Sony XAV-W1 DoubleDin DVD/CD Headunit (this has retained full steering wheel control)









Audison Bit One Processor









Audison Distribution Block









The rear hatch area showing the 2 X Audison LRx3.1k, the LRx 2.9 amplifiers and the Crossfire BMF1528 15" Subwoofer









The beginning of the sparewheel sub enclosure. The upper MDF ring and lower MDF floor were "connected" using MDF strips, then 8 layers of fibreglass and Dynamat sound deadening were applied to complete a "tub". The enclosure volume is approximately 60 litres.









The rear D-pillar mounted Infinity 4" midrange. These are wired in "Hafler" effect to create an ambience in the sound field.

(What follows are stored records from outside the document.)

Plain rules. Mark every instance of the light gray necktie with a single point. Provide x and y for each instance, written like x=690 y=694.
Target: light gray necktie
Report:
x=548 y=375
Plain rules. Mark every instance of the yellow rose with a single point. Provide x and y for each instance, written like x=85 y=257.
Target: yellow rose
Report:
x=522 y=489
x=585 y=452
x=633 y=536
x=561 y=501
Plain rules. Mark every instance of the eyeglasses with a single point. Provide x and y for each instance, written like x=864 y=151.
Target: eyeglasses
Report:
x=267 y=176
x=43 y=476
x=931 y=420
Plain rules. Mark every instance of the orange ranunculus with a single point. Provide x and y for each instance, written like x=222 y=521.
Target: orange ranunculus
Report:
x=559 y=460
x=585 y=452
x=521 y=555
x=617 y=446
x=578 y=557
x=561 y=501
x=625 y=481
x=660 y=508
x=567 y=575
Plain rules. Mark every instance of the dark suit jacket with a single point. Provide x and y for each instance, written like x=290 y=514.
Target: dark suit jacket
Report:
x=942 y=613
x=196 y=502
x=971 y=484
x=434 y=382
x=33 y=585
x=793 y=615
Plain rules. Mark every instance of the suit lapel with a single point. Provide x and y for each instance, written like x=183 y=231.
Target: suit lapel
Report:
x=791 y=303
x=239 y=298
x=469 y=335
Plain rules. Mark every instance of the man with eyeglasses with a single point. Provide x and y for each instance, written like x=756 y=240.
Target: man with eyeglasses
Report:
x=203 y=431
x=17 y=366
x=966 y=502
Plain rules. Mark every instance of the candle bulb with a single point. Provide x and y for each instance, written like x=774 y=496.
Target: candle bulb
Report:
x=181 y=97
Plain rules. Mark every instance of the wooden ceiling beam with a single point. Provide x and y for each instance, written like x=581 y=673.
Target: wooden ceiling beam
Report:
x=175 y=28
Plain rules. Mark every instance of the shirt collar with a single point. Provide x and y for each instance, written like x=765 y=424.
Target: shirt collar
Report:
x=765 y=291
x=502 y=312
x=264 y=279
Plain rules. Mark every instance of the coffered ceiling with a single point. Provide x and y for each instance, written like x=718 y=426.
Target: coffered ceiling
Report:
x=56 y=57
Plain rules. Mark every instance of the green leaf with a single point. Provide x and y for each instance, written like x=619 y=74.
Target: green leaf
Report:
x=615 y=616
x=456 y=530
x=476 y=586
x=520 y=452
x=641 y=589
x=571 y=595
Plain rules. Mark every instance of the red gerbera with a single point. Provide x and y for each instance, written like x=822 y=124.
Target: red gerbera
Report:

All power wiring used throughout the install is Audison Connect Sonus. 1/0 Gauge from battery to distro block, 4 Gauge from distro block to amps. The battery negative to body is also upgraded to 1/0 Gauge, as well as the distro block to chassis.
All RCA interconnects are Audison Sonus series from the headunit to Bit One and from the Bit One to the amps.

Mark


----------



## [email protected] (Jun 12, 2008)

nice install, whats this "hafler effect"


----------



## FrankstonCarAudio (Feb 2, 2008)

BeatsDownLow said:


> nice install, whats this "hafler effect"


Very brief description..
A bandpassed, time delayed, attenuated L-R signal.
Both drivers are wired in series across only the +'s of the amp.
This can have the effect of raising the front stage and introducing an ambient "feeling" as if in a much larger environment.
It was discovered by a chap named Hafler ( his first name escapes me at the moment)

Do a search for Ge0's install thread and he gets into a description of Hafler to a greater degree.

Mark


----------



## syd-monster (Jan 7, 2008)

As per MEA, sweet! Like this simplistic work Mark. Really lets customers see what that can do.


----------



## Luke352 (Jul 24, 2006)

This is the type of install I like simple, clean and classy, with excellent workmanship evident.


----------



## FrankstonCarAudio (Feb 2, 2008)

Luke352 said:


> This is the type of install I like simple, clean and classy, with excellent workmanship evident.


Thanks Luke,
I like to stick to the KISS principal.. besides it's all about how it sounds!

How is your install coming along?

Mark


----------



## Irishfocus06 (Sep 11, 2008)

Man, that is some high tech stuff you got in your ride. 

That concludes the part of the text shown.